LONSBERRY: Malik Evans and Julius Greer Jr.

You may not long remember the name Julius Greer Jr.

               But you can be assured Malik Evans will not soon forget it.

               In fact, it is likely he will carry it in his heart for the rest of his days.

               They are both sons of Rochester, and this weekend was pivotal in their lives. For one it was his ascendancy to the mayoralty, for the other it was his transition to immortality.

               One saw his life’s dream come true, the other had his life’s dreams snuffed out. One on the stage of the Eastman Theater, the other on the floor of an innercity bodega.

               Malik Evans is Rochester’s new mayor. Julius Greer Jr. is Rochester’s first homicide victim of 2022.

One is 41, the other was 14.

Julius was walking to the corner store at North and Herald, one of those places they built a hundred years ago, where the immigrant family would live upstairs and the mom and dad and the kids would all work downstairs, provisioning the neighborhood. But that was a few generations ago, and things are rougher now. The German and Polish owners have all gone out, and the Italians, and after them the Puerto Ricans, and now most of them are owned by Middle Easterners, selling hair extensions and beer and, in the case of the Gold More Mini Mart at North and Herald, noodles.

That’s what Julius Greer Jr. was sent to get. Noodles. A little before 6, dinner time, on a Sunday, the day after New Year’s. He’d been off school for Christmas break, and had one holiday and then a second holiday and here it was the last Sunday of vacation, classes about to restart at the Leadership Academy for Young Men.

And he was going to get some noodles for supper.

A thin boy, eighth-grade, doing what his mother told him to do.

Walking down a Rochester street.

Rochester, New York, where, in 2021, 81 people were killed, 417 were shot, more than 200 were stabbed and almost 800 were carjacked.

Rochester, New York, where, with his son administering the oath and his wife holding the Bible, a street preacher’s son has promised a better day.

Rochester, New York, where, as he broached the threshold of the Gold More Mini Mart at North and Herald, Julius Greer Jr. was struck at least once by gunfire that sprayed the street. A car was shot up and he was hit in the back and through the door he staggered, stumbled, and fell, his life’s blood seeping into the floor.

And that’s where he died.

The firemen tried to save him and the medics tried to save him, but they couldn’t. A little boy, sent to the corner store to get some pasta for his mom to cook for supper, killed by evil, probably random evil, on the first Lord’s Day of the new year.

And talking to that family, hearing their sobs and seeing their pain, is how Malik Evans began his stewardship of the city of Rochester. A city where, he, growing up as a boy, had probably walked to the store himself. A city where one thin black boy grows up to be mayor, and another does not.
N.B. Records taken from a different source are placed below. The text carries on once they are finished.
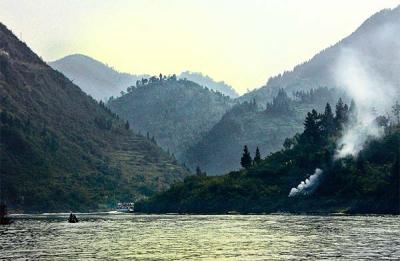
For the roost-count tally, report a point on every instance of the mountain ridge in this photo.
(57, 138)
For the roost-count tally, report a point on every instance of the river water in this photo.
(194, 237)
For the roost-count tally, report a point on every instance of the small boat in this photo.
(72, 218)
(4, 219)
(126, 207)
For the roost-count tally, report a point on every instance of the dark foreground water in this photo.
(187, 237)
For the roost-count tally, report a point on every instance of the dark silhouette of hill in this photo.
(208, 82)
(177, 112)
(377, 41)
(95, 78)
(62, 150)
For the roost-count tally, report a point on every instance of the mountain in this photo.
(62, 150)
(254, 125)
(95, 78)
(206, 81)
(304, 177)
(370, 60)
(177, 112)
(376, 42)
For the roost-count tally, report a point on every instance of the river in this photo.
(200, 237)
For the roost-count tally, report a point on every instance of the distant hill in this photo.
(254, 125)
(303, 177)
(60, 149)
(206, 81)
(376, 41)
(176, 112)
(95, 78)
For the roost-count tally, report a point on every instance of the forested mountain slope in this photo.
(62, 150)
(256, 125)
(306, 176)
(177, 112)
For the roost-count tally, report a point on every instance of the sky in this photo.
(242, 42)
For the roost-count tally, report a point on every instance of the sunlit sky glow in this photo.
(241, 42)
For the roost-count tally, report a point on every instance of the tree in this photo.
(395, 181)
(396, 111)
(352, 112)
(287, 144)
(311, 126)
(257, 157)
(200, 173)
(328, 120)
(340, 114)
(246, 160)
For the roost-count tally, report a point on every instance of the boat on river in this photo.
(126, 207)
(4, 219)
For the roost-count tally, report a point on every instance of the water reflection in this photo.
(183, 237)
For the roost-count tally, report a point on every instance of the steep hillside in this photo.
(206, 81)
(60, 149)
(95, 78)
(176, 112)
(305, 177)
(376, 42)
(219, 151)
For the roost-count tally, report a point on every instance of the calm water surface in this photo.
(187, 237)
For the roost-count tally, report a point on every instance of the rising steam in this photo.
(308, 186)
(371, 94)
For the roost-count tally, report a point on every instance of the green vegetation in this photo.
(366, 183)
(257, 125)
(62, 150)
(177, 112)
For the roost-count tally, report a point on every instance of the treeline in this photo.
(160, 80)
(367, 183)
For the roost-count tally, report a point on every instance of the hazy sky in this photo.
(242, 42)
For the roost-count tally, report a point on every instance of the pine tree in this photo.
(352, 112)
(257, 157)
(328, 120)
(311, 126)
(198, 171)
(246, 160)
(395, 182)
(340, 118)
(396, 111)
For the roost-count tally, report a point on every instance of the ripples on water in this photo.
(188, 237)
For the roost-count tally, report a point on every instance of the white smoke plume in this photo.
(372, 95)
(308, 186)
Where dozens and hundreds do not, grow up to be mayor or anything else, because a heritage of violence has stolen their lives.
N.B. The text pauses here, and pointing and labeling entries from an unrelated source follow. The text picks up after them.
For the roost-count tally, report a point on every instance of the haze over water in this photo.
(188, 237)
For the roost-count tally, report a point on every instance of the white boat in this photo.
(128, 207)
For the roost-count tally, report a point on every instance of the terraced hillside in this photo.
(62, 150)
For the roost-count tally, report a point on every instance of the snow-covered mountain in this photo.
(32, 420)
That’s what Malik Evans carried with him as he came to the office on his first work day as mayor.

That’s what Malik Evans will carry with him every day he is mayor.

This will not be the only family he comforts. He will sit on many couches. He will hold many hands. He will take part in many prayers. He will represent his city at many funerals.

But this isn’t about grief. This is about resolve. And how one leads to the other. And how a new mayor can lead to a new day. And how a new mayor can’t look the other way.

There is righteous might in Malik Evans’ denunciation of violence. There is moral power in his call for the community to rise against it. There is absolute truth in his decree that it cannot stand.

These first days will harden the resolve of all the days that follow. Malik Evans will fight violence, and all the evils that lead to it. There are many things the new mayor must do, but the most important will always be protecting its people. Its sons and daughters.

Malik Evans understands that.

And Julius Greer Jr. won’t ever let him forget.